Wearing the uniform of the Iranian Revolutionary Guard, lawmakers chant slogan during an open session of parliament in Tehran, Iran. Image Credit: AP

The US classification of the Iranian Revolutionary Guard as a terrorist organisation reaffirms that sanctions on Iran have taken a new turn. The first of which is that the Revolutionary Guard controls one-third of Iran’s economy and its main components such as oil and gas, infrastructure, trade, finance, banking and foreign investment.

And through which it finances terrorist operations and interferes in other countries’ affairs. This means sanctions will be imposed on the main economic activities operated by the Revolutionary Guard, which seized state institutions after the fall of the Shah’s regime. They even threatened and competed with the private sector, including bazaar merchants and seizing their projects on false pretexts, turning it into a “Shahbandar”.

The vast economic potential the organisation runs is rife with corruption and nepotism, as evidenced by facilities that it built such as dams and bridges that collapsed during recent floods.

It is plausible to say that monitoring the implementation of sanctions is not easy. The Revolutionary Guard’s investment arms are operating in Iran and abroad under various names.

Following up on sanctions implementation mainly depends on the seriousness of the US administration and its agencies, which knows more than others about the devious methods followed by the entity and the many outlets through which it can work.

For example, the foreign minister of Qatar has said: “The sanctions on the Revolutionary Guard are a unilateral action that has nothing to do with Qatar”, which is a clear defiance of US President’s decision. This means Qatar, especially its financial sector, will not adhere to US sanctions and will provide an important outlet for Revolutionary Guards’ financial and commercial transactions.

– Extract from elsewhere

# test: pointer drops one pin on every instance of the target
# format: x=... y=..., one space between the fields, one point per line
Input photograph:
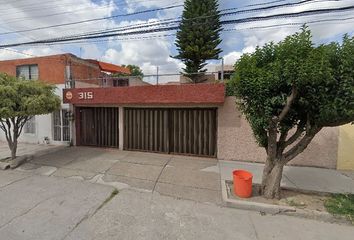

However, the net is closing by tracking such activities in other countries. The US Treasury Department announced last week sanctions against a Lebanese currency exchange. It was proved as being involved in providing services to Hezbollah militia and drug traffickers through money laundering for Hezbollah, which is a client of the Revolutionary Guard. Yet the effectiveness of sanctions will be heavily dependent on controlling Iran-friendly markets such as Qatar.

Other sanctions on the Iran regime are being tightened. It is likely that exemptions granted by the US administration to eight key oil importing countries from Iran will be scrapped after they expire in early May. If not, this will put the credibility of the sanctions as a whole at stake.

Last year, major importers from China, India and Korea had stopped Iranian oil imports in response to US sanctions, but resumed after being granted temporary exemptions.

These companies have begun to freeze their contracts again with Iranian oil companies in preparation for the termination of exemptions and to look at other alternatives. Indian refiners, for instance, have cancelled orders to ship oil from Iran until everything related to the exemptions become clear. The same applies to the companies of the eight exempted countries.

It goes without saying that renewing the exemptions means throwing a lifeline to the Tehran regime and reducing the effectiveness of sanctions. No one seeks to harm the Iranian people, but Iran must respect international law and stop its support of terrorism and its interference in the internal affairs of other countries, especially Arab ones.

As time goes by, the US sanctions are getting more support. Europe, which was initially hesitant, began to realise the danger of Iran’s ballistic missile programme, which directly threatens Europe. This prompted it to support the 12 conditions at the last G-7 meeting.

This means that sanctions this time may change the behaviour of an extremist regime that is deceiving the world, which in turn will contribute to establishing security and stability in this vital region.